We have to be careful (very book-keepy) in constructing a model in Keras. We use the Keras Functional API as opposed to the Sequential API.

In [426]:
from keras.models import Sequential
from keras.models import Model as KerasModel
from keras.layers import Input, Dense, Activation, Reshape
from keras.layers import Concatenate
from keras.layers.embeddings import Embedding

def build_keras_model():
    input_cat = []
    output_embeddings = []
    for k in nacols_cat+cat_vars:
        print('{}_embedding'.format(k))
        input_1d = Input(shape=(1,))
        output_1d = Embedding(cards[k][0], cards[k][1], name='{}_embedding'.format(k))(input_1d)
        output = Reshape(target_shape=(cards[k][1],))(output_1d)
        input_cat.append(input_1d)
        output_embeddings.append(output)

    main_input = Input(shape=(len(cont_vars),), name='main_input')
    output_model = Concatenate()([main_input, *output_embeddings])
    output_model = Dense(1000, kernel_initializer="uniform")(output_model)
    output_model = Activation('relu')(output_model)
    output_model = Dense(500, kernel_initializer="uniform")(output_model)
    output_model = Activation('relu')(output_model)
    output_model = Dense(1)(output_model)
    #output_model = Activation('sigmoid')(output_model)
    #kmodel = KerasModel(inputs=input_model, outputs=output_model)
    kmodel = KerasModel(
        inputs=[*input_cat, main_input], 
        outputs=output_model#[main_output, output_embeddings]
)
    kmodel.compile(loss='mean_squared_error', optimizer='adam')
    return kmodel

def fitmodel(kmodel, Xtr, ytr, Xval, yval, epochs, bs):
    h = kmodel.fit(Xtr, ytr, validation_data=(Xval, yval),
                       epochs=epochs, batch_size=bs)
    return h

The data input needs to match our construction:

In [427]:
list_cat_trains=[]
list_cat_valids=[]
catlen=len(nacols_cat+cat_vars)
for i in range(catlen):
    list_cat_trains.append(Xtrain[:,i])
    list_cat_valids.append(Xvalid[:,i])
cont_train=Xtrain[:,catlen:]
cont_valid=Xvalid[:,catlen:]

In [428]:
cont_train.shape

(802943, 14)

Now we run (only a little bit for now!)

In [429]:
emodel = build_keras_model()
history = fitmodel(emodel, [*list_cat_trains, cont_train], ytrain, [*list_cat_valids, cont_valid], yvalid, 2, 256)

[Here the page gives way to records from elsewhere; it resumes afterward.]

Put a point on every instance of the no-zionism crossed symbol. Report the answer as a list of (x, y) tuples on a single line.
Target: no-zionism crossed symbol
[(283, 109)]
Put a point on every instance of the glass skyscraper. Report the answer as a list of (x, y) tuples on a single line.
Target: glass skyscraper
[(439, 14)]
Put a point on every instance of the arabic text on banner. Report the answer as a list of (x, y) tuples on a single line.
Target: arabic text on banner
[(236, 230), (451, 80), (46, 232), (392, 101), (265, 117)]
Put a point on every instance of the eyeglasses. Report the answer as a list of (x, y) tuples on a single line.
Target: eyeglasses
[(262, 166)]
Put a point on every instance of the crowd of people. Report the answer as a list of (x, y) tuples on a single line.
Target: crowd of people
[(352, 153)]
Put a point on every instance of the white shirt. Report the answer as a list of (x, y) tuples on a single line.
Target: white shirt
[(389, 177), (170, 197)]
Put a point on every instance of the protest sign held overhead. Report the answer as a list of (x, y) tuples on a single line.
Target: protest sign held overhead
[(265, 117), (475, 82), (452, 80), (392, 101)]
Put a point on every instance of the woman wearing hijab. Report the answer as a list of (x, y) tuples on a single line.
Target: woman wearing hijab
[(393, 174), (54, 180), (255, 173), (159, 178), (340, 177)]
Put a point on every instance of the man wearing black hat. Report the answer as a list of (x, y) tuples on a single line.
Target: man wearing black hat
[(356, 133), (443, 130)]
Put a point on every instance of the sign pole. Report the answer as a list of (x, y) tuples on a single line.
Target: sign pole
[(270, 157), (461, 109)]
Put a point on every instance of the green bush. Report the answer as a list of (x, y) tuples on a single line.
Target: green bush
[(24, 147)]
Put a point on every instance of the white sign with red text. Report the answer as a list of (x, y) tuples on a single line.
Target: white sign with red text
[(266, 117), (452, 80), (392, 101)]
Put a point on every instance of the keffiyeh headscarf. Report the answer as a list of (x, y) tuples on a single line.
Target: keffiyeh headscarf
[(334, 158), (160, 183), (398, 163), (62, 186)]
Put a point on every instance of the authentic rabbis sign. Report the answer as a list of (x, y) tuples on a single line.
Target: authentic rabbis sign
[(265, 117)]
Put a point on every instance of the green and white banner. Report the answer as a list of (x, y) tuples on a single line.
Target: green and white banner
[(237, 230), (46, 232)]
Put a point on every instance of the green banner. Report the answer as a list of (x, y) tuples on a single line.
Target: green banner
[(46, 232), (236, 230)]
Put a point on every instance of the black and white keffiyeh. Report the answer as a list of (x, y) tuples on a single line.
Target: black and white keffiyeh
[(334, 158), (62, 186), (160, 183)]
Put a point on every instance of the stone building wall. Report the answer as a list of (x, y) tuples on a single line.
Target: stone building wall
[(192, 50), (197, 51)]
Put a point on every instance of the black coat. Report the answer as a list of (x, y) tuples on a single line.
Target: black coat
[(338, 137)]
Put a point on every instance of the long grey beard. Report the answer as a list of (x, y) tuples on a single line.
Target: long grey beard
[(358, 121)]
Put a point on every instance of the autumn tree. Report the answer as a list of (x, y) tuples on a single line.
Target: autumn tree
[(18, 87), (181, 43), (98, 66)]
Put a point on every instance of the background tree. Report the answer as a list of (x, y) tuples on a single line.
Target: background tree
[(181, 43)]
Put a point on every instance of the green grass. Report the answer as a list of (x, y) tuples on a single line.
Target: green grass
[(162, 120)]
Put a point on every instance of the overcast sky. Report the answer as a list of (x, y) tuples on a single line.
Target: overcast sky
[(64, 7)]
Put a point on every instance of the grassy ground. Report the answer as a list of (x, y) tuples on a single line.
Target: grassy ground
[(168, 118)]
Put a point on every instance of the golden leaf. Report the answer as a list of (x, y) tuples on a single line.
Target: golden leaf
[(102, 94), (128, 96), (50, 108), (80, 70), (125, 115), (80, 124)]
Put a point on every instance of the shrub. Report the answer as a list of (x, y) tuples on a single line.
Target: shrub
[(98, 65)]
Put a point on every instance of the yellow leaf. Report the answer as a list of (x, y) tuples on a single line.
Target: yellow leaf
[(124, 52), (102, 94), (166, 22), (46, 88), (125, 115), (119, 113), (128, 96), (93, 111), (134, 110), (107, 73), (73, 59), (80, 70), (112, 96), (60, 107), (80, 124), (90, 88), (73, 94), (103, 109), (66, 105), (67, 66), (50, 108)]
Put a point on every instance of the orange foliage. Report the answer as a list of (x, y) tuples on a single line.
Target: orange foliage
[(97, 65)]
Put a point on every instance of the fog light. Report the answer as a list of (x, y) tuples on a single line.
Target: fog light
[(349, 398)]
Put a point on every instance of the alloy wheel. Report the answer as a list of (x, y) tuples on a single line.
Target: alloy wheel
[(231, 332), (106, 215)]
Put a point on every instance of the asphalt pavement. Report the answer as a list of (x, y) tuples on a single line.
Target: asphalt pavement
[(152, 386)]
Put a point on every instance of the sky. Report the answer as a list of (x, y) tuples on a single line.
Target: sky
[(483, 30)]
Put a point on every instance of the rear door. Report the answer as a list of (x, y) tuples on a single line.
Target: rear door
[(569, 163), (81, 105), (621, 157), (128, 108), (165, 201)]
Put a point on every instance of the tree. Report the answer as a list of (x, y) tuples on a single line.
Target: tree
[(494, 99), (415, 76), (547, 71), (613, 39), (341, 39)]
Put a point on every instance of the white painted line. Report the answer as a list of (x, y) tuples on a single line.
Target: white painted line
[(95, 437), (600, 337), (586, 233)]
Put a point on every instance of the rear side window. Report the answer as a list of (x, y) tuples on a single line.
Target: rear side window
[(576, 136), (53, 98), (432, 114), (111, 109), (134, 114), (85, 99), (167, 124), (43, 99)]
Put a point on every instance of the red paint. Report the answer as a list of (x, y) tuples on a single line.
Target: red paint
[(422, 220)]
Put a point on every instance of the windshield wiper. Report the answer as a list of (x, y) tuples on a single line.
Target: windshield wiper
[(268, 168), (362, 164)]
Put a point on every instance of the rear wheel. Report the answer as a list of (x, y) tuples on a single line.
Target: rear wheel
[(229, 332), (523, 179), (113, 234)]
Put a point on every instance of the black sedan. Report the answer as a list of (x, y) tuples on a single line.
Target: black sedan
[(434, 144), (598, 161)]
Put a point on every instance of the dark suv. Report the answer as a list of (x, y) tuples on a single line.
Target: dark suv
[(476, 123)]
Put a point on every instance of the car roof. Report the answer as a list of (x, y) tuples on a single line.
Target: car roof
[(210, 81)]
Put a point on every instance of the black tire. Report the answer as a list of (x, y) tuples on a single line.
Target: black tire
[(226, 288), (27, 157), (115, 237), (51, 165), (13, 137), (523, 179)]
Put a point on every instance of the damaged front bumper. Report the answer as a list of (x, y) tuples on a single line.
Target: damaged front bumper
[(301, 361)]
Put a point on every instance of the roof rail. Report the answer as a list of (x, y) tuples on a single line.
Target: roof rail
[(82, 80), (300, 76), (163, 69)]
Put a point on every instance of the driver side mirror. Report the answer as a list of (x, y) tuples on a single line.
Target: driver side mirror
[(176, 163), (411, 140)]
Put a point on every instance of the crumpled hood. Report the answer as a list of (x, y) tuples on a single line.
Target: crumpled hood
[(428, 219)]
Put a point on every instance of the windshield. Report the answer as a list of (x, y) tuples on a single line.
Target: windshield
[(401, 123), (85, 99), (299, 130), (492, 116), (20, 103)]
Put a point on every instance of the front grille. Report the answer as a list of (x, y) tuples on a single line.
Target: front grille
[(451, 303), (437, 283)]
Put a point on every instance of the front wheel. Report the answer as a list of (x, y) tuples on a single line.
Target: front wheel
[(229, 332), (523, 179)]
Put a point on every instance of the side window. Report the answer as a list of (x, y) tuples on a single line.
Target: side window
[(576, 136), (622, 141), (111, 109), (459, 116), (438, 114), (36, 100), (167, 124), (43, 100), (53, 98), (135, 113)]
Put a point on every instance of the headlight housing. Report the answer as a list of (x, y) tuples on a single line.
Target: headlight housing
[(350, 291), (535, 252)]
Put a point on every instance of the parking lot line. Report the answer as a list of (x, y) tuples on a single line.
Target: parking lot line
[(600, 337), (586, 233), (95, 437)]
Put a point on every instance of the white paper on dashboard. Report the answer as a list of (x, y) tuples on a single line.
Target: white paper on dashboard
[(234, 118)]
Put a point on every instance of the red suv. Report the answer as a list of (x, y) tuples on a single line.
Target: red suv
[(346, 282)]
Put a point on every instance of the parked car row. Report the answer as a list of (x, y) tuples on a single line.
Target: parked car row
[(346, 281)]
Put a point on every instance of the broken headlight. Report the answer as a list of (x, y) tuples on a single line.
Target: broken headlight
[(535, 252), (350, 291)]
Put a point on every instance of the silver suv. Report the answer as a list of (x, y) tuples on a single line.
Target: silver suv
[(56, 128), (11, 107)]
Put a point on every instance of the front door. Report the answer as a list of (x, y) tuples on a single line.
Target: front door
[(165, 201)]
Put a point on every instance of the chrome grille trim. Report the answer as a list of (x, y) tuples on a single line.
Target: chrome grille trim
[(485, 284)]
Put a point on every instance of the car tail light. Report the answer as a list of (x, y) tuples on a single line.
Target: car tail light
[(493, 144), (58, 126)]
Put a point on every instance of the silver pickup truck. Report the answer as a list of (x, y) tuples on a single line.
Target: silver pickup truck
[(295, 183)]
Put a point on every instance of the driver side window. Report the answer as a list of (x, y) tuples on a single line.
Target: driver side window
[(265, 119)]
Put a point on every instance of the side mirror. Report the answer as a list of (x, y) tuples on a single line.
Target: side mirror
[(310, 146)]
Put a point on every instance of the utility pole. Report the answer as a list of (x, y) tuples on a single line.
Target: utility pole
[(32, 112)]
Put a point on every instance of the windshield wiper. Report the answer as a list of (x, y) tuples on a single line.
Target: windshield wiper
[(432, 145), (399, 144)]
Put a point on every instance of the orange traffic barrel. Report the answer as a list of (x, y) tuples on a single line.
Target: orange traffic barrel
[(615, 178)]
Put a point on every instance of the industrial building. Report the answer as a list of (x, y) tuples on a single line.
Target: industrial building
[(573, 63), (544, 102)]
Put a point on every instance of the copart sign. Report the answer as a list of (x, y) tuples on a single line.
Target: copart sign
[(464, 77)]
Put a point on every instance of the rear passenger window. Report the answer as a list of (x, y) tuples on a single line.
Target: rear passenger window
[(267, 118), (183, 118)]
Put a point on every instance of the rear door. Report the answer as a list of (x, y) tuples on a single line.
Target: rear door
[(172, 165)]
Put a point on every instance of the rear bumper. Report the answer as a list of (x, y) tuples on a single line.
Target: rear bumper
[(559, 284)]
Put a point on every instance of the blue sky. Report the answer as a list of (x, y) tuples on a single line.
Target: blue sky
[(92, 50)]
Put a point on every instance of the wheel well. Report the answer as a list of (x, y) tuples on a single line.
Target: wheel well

CompetitionDistance_missing_embedding
CloudCover_missing_embedding
Store_embedding
DayOfWeek_embedding
Year_embedding
Month_embedding
Day_embedding
StateHoliday_embedding
CompetitionMonthsOpen_embedding
Promo2Weeks_embedding
StoreType_embedding
Assortment_embedding
CompetitionOpenSinceYear_embedding
Promo2SinceYear_embedding
State_embedding
Week_embedding
Events_embedding
Promo_fw_embedding
Promo_bw_embedding
StateHoliday_fw_embedding
StateHoliday_bw_embedding
SchoolHoliday_fw_embedding
SchoolHoliday_bw_embedding
Promo_embedding
SchoolHoliday_embedding
Train on 802943 samples, validate on 41395 samples
Epoch 1/2
Epoch 2/2


### Homework

Lets do the GBM on dask. And later, at your leisure, you'll want to `ParameterGrid` Keras.